Figure 3. Characterization of designed repeat proteins

a, Design success rate. Values for subset with disulfide bonds are in parentheses. b, results on six representative designs. Top row: design models. Second row: computed energy landscapes. Energy is on y axis (REU, Rosetta energy unit) and RMSD from design model on x axis. All six landscapes are strongly funneled into the designed energy minimum. Third row: CD spectra collected at 25°C (red), 95°C (blue) and back to 25°C (black). The proteins do not denature within this temperature range (MRE, mean residue elipticity; deg•cm²•dmol⁻¹•residue⁻¹). Bottom row: SEC elution profile directly after affinity chromatography purification. The designs are mostly monodisperse. The maximum absorbance at 280 nm was normalized to 1.
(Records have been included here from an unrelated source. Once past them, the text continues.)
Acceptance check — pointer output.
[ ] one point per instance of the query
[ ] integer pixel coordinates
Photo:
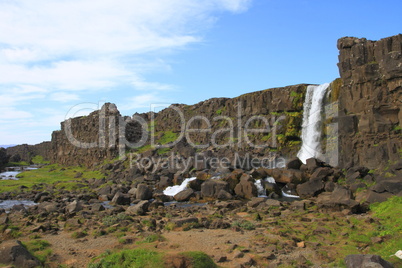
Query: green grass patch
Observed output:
(168, 137)
(39, 248)
(389, 213)
(152, 238)
(38, 160)
(134, 258)
(49, 174)
(199, 259)
(18, 164)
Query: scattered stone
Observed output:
(139, 209)
(366, 261)
(220, 258)
(246, 188)
(143, 192)
(121, 199)
(294, 163)
(255, 201)
(74, 206)
(184, 195)
(237, 254)
(273, 203)
(182, 221)
(4, 219)
(301, 244)
(310, 188)
(15, 254)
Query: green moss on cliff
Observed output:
(335, 89)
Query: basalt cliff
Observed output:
(364, 105)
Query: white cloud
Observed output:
(141, 101)
(61, 50)
(64, 97)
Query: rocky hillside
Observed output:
(26, 152)
(370, 100)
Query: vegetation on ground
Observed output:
(130, 258)
(39, 248)
(145, 258)
(62, 177)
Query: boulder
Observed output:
(165, 181)
(195, 185)
(289, 176)
(312, 164)
(15, 254)
(339, 199)
(121, 199)
(132, 191)
(4, 219)
(184, 195)
(246, 188)
(255, 201)
(373, 197)
(211, 188)
(294, 163)
(143, 192)
(48, 207)
(393, 186)
(182, 221)
(310, 188)
(366, 261)
(321, 173)
(224, 195)
(139, 209)
(74, 206)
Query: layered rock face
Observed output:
(370, 101)
(368, 123)
(105, 134)
(88, 140)
(25, 152)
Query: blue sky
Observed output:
(63, 58)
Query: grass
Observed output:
(246, 225)
(199, 259)
(134, 258)
(38, 160)
(111, 220)
(168, 137)
(145, 258)
(50, 174)
(39, 248)
(389, 213)
(152, 238)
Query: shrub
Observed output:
(135, 258)
(199, 259)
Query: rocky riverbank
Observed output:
(223, 217)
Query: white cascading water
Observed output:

Figure 4. Crystal structures of fifteen designs are in close agreement with the design models

Crystal structures are in yellow, and the design models in grey. Insets in circles show the overall shape of the repeat protein. The RMSD values across all backbone heavy atoms are: 1.50 Å (DHR4), 1.73 Å (DHR5), 1.30 Å (DHR7), 2.28 Å (DHR8), 1.79 Å (DHR10), 2.38 Å (DHR14), 1.21 Å (DHR18), 0.87 Å (DHR49), 1.33 Å (DHR53), 0.93 Å (DHR54), 1.54 Å (DHR64), 0.67 Å (DHR71), 1.73 Å (DHR76), 1.04 Å (DHR79), 0.65 Å (DHR81). Hydrophobic side chains in the crystal structures (in red) are largely captured by the designs (Extended Data Fig. 5).